Tous les produits psychotropes stimulent-ils les circuits de la même manière ?
Oui, il y a toujours ces trois mêmes étapes : éprouver du plaisir, le mémoriser et avoir envie de le retrouver. Le problème est que, lorsque les stimulations de ces circuits sont excessives, ils se dérèglent. Et le plaisir éprouvé devient de plus en plus grand au fur et à mesure que l’on consomme. A un moment donné, le plaisir éprouvé va devenir tellement puissant qu’il disparaîtra au profit de l’incitation. Il n’en restera en effet plus que la composante incitative. Ainsi, l’alcoolique n’a plus de plaisir à consommer son produit, mais il ne peut pas s’empêcher de le faire car l’incitation cérébrale à consommer est d’une puissance totale.

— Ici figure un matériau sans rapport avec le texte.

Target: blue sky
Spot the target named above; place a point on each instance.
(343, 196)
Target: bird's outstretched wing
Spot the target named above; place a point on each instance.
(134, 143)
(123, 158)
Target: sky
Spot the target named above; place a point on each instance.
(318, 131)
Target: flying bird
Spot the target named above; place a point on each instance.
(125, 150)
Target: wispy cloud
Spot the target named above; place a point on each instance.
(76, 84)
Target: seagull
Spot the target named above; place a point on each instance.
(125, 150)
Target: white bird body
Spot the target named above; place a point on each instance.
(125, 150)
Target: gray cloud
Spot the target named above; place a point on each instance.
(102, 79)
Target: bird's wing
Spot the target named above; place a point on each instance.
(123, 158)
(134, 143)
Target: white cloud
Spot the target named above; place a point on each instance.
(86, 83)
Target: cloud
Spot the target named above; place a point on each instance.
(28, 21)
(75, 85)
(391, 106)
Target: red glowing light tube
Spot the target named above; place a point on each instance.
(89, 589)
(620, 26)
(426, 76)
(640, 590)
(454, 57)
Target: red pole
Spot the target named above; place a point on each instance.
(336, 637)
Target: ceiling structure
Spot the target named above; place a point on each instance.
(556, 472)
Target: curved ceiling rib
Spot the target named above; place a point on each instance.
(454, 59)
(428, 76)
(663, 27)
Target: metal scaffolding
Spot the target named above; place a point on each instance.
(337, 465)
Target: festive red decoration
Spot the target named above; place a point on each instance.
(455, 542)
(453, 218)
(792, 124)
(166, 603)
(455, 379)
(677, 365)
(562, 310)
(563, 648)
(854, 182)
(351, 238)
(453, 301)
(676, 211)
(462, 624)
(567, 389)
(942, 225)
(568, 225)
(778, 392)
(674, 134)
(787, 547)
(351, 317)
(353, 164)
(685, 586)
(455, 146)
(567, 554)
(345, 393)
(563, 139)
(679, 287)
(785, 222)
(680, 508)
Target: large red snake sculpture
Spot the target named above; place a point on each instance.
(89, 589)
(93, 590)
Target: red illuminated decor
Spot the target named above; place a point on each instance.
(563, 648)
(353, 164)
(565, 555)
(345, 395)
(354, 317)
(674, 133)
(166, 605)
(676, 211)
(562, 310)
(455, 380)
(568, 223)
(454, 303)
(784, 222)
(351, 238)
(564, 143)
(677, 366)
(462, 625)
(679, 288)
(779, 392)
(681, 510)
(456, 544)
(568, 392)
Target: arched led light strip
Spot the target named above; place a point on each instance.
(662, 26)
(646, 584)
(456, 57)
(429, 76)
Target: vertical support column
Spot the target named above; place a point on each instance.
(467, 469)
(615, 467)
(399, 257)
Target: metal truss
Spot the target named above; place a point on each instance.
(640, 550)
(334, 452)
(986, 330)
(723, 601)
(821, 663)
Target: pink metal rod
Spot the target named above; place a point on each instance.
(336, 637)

Devenir "addict", c’est donc…
C’est quand, à un moment donné, une substance ou un comportement va se transformer et devenir tellement puissamment incitatif que la personne va recommencer à l’infini son comportement, indépendamment de sa volonté et avec des conséquences sur sa santé qu’il n’est pas sans ignorer. Au stade de l’addiction, l’incitation est tellement puissante qu’il n’y a plus que de la subjectivité impulsive à consommer. Il ne sert donc à rien de faire des catégories. On peut trouver des gens "addicts" à presque tout : gsm, réseaux sociaux, jeux vidéo, voitures, vêtements, nourriture, séduction… c’est sans fin. Ce qui est important de comprendre, c’est qu’il s’agit d’un dérèglement de l’usage du circuit dont la personne trouve une valorisation ou une signification à des problèmes personnels.